Question: Should I bill for a colposcopy using 57452* (Colposcopy [vaginoscopy]; [separate procedure]) and a vulvar biopsy using 56605* (Biopsy of vulva or perineum [separate procedure]; one lesion) with modifier -51 (Multiple procedures)? Washington Subscriber Answer: With the new CPT 2003 colposcopy codes, your question takes on a whole new meaning. If the ob-gyn uses the colposcopy to examine the vagina and takes a separate biopsy from the vulva without using the colposcope, you can bill for both procedures, but you should use the new code 57420 (Colposcopy of the entire vagina, with cervix if present) instead of 57452. If he or she uses the colposcope to visualize the vulva while also taking the biopsy, you should bill 57420 and the new code 56821 (Colposcopy of the vulva; with biopsy[s]).

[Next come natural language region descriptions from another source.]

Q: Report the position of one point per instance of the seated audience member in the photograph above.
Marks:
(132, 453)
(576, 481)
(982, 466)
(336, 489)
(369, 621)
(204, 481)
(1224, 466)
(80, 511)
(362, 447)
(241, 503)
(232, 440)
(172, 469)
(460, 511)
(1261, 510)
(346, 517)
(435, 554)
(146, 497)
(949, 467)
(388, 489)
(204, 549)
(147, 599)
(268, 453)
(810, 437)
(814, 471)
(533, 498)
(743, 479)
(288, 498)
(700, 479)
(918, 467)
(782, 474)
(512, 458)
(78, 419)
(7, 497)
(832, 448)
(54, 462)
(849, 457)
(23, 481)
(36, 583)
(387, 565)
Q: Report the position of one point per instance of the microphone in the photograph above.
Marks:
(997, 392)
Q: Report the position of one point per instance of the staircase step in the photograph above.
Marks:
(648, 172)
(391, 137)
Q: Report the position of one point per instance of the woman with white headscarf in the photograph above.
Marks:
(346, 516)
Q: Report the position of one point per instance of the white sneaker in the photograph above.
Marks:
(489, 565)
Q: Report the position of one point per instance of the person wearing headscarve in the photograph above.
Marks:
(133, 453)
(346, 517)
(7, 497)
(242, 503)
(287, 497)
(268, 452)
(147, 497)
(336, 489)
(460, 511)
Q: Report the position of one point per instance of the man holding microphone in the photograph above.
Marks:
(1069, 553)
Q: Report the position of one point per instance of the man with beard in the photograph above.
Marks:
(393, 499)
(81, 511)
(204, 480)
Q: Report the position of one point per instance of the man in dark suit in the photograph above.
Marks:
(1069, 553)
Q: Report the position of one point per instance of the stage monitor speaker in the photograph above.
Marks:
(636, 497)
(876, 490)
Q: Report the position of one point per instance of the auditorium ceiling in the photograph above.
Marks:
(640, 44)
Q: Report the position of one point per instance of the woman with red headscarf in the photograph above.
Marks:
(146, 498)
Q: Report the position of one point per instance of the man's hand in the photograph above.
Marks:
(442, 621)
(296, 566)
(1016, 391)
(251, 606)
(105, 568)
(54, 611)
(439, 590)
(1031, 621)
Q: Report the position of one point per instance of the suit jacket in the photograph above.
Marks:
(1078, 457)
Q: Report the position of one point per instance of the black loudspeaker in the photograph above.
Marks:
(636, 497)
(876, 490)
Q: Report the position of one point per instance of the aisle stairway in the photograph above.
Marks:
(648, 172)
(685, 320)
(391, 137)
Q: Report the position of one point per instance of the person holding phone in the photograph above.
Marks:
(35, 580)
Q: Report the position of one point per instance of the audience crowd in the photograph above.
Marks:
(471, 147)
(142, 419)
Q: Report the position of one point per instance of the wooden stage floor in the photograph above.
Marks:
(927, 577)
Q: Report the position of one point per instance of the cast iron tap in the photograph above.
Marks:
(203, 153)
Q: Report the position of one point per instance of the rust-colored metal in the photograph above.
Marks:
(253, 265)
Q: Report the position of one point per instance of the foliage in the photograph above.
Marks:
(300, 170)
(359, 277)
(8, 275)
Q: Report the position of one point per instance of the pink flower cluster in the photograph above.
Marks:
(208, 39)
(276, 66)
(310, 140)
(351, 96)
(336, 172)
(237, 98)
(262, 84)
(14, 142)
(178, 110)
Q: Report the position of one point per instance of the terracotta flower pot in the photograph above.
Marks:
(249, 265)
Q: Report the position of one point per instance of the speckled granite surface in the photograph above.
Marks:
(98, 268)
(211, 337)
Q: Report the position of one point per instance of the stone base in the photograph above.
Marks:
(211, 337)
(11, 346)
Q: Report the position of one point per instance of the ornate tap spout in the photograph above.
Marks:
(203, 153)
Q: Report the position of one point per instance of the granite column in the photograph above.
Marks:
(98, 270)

The correct modifier to use will depend on the code combination you select. Code 56605 would take modifier -59 (Distinct procedural service) rather than modifier -51 because the biopsy is a CPT "separate procedures" that the payer might try to bundle with the colposcopy. The Medicare relative value units (RVUs) assigned to 56605 in 2002 are 3.11 if performed in the office. You should check the RVUs assigned to the new codes when they come out before billing the combination you have selected to make sure you list the highest-valued procedure first. For example, if you are billing 56605 and 57420, and 56605 has the lesser value, your claim should report the codes in this order: 57420, 56605-59-51. If the reverse is true, you should bill the procedures as 56605-59, 57420-51.